The Independent Communications Authority of South Africa (ICASA) said last month that it was halving the fees mobile companies can charge rival players to use its networks to 20c per minute per call.
“MTN has exhausted all avenues of engagement with the regulator on this matter and is left with no alternative but to pursue its legal options,” said Zunaid Bulbulia, head of MTN’s South African unit.
ICASA said that the cuts are designed to reduce mobile termination rates and increase competition in the country, but bigger players – such as MTN and Vodacom – who have invested heavily in their networks, claim that it will hurt their businesses.
The changes are set to be effective from March 1 this year, and last week, Vodacom also announced its intention to challenge the proposed cuts, citing potential losses of up to $90 million in 2014.
Vodacom has also claimed that the regulator did not follow due processes in order to reach its decision.
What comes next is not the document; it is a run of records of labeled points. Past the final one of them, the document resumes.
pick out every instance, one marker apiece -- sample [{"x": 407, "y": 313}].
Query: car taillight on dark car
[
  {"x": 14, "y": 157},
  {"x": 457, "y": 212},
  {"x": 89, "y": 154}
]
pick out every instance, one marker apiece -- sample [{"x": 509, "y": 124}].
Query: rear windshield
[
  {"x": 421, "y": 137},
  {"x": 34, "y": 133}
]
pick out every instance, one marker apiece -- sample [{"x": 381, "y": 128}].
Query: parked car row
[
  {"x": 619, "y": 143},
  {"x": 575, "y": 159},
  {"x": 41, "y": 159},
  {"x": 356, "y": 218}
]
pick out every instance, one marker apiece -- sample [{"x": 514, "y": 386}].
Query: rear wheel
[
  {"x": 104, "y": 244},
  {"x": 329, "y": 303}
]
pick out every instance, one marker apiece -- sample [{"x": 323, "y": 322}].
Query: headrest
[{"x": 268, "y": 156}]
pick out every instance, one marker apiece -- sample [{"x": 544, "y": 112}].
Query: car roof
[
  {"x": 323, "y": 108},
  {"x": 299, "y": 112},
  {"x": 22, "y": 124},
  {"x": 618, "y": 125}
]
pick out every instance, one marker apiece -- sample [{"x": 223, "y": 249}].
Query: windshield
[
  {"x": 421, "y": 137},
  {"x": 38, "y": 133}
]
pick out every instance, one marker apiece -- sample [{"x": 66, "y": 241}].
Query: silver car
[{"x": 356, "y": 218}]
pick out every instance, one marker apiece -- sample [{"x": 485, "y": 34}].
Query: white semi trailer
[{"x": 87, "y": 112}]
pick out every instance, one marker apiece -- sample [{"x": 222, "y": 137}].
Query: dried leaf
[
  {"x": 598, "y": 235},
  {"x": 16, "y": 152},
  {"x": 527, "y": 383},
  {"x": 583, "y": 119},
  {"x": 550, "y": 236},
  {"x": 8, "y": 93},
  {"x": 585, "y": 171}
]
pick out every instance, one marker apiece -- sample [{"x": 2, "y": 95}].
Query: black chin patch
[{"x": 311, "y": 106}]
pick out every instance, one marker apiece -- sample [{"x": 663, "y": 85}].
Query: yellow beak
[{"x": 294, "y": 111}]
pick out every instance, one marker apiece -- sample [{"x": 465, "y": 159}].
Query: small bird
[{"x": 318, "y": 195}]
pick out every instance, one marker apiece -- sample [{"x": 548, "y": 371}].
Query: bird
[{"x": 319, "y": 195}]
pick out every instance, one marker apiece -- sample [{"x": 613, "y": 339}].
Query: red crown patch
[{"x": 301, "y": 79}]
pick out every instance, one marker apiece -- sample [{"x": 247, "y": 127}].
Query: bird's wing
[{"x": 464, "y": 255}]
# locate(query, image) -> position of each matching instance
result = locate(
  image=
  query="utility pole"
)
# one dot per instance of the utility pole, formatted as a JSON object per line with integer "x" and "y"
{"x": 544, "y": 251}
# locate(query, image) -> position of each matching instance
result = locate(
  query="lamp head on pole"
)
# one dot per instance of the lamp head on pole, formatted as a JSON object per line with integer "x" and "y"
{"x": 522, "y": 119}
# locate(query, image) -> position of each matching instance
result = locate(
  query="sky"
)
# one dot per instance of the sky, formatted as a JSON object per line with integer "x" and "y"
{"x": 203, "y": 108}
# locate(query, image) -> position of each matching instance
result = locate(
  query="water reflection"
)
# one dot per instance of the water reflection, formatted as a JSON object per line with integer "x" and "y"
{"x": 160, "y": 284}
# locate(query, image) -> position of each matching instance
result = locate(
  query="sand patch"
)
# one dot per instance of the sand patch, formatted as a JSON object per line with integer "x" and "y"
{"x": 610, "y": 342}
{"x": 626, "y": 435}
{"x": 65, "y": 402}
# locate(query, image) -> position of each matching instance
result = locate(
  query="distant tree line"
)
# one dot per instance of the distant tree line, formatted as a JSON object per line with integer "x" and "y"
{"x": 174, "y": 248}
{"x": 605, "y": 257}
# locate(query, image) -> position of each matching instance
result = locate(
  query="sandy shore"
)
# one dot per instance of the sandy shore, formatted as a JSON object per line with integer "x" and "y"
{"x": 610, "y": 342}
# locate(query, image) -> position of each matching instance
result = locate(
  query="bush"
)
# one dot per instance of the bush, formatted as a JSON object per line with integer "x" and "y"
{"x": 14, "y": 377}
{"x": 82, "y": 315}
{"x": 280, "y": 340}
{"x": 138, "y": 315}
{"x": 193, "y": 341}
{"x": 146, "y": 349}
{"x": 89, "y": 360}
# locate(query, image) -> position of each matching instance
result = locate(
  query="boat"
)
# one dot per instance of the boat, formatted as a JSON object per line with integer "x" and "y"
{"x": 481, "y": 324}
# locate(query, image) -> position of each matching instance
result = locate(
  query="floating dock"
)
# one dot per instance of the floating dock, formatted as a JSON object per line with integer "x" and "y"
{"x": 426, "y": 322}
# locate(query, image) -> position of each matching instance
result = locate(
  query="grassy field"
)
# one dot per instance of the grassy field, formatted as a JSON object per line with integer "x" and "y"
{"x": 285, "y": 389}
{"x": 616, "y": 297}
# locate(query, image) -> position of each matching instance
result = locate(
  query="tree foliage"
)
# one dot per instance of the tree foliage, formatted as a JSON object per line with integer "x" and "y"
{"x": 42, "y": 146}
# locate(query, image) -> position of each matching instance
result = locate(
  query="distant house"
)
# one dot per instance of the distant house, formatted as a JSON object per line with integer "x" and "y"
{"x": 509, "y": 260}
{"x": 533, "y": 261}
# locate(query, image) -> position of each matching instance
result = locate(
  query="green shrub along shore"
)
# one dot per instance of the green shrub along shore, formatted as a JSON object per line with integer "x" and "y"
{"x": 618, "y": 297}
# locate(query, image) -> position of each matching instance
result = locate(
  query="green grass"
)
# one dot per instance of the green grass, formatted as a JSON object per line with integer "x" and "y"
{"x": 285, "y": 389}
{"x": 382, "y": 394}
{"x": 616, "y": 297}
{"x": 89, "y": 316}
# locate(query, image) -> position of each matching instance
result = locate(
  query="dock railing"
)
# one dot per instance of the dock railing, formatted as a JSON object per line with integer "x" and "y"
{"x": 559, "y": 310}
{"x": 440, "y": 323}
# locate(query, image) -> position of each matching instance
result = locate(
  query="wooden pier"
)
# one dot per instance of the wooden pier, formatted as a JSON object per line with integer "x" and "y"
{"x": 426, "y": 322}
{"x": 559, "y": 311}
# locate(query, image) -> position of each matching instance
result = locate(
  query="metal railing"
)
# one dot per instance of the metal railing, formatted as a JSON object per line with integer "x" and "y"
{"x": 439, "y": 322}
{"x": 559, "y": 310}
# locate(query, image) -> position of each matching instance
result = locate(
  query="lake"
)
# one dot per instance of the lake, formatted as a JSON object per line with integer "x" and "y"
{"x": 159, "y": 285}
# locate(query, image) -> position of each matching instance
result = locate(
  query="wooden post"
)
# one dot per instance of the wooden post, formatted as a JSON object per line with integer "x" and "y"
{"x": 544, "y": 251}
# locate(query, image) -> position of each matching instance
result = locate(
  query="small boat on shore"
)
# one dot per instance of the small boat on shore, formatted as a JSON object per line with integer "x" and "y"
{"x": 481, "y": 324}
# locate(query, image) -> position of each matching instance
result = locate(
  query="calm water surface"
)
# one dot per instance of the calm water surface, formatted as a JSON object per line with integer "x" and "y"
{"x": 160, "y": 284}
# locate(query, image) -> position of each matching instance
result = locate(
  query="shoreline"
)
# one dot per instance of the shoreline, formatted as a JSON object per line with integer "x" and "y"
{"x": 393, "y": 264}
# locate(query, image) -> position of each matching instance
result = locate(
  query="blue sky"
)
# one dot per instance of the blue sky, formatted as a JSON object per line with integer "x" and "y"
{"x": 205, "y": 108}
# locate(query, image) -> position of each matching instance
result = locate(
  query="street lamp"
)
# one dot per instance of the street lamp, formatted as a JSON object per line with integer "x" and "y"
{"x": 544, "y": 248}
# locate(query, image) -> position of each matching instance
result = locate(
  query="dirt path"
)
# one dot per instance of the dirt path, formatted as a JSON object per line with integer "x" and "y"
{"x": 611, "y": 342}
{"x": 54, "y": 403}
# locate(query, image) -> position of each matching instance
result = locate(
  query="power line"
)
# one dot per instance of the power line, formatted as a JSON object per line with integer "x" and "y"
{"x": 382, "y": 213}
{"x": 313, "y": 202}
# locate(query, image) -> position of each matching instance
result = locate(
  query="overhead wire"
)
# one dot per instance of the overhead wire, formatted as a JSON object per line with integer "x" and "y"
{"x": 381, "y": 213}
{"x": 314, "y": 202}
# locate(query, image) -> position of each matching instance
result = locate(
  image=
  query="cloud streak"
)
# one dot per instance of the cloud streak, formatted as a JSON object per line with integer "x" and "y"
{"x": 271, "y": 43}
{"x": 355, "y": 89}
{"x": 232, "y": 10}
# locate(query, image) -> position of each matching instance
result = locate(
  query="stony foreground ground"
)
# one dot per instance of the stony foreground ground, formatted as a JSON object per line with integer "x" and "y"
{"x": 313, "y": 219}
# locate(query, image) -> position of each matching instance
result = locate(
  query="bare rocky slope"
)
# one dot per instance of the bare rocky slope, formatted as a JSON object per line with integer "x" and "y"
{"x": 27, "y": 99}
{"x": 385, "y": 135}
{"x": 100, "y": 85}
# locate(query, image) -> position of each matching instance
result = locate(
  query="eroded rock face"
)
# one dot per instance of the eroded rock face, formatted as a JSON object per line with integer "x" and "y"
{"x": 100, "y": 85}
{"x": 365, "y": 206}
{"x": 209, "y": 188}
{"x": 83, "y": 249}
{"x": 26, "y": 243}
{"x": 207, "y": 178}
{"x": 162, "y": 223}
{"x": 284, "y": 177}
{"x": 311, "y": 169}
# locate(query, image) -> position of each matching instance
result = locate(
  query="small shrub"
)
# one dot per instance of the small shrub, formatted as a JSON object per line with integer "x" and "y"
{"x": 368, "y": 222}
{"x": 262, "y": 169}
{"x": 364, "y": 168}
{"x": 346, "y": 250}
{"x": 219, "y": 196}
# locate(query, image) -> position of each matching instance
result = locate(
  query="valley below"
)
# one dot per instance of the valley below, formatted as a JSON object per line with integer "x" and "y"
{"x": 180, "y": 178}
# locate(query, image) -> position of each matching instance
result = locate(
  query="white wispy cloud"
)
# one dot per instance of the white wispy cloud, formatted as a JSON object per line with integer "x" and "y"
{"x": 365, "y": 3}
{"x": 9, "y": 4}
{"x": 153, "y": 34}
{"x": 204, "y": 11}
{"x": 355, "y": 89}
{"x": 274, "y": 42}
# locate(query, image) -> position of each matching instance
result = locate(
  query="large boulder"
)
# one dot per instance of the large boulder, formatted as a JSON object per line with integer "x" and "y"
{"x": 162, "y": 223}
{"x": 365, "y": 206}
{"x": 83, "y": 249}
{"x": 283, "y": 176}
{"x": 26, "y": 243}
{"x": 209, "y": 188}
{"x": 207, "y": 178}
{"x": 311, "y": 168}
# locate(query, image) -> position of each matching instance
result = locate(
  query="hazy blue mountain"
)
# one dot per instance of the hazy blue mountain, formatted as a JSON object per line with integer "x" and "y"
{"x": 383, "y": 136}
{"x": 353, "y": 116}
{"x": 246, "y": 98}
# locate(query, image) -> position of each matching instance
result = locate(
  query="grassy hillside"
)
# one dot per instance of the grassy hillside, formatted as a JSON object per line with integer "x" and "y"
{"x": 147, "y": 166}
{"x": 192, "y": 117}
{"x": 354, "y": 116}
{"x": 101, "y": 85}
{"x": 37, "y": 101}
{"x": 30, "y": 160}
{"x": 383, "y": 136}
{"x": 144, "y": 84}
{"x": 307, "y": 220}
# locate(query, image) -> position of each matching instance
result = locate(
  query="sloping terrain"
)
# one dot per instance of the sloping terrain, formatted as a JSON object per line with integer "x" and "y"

This has been denied by Nomyuyiso Batyi, a councillor at ICASA.
“We are confident in the procedure that we followed – since 2007 we followed the same procedure,” Batyi said.
“We don’t know why there is a problem at this point.”
ICASA claims that the cuts are necessary in order to increase international investment.
“The high cost of communication has deterred foreign investment and local domestic investment, and our view is that these rates provide for greater competition,” said communications minister Yunis Carrim.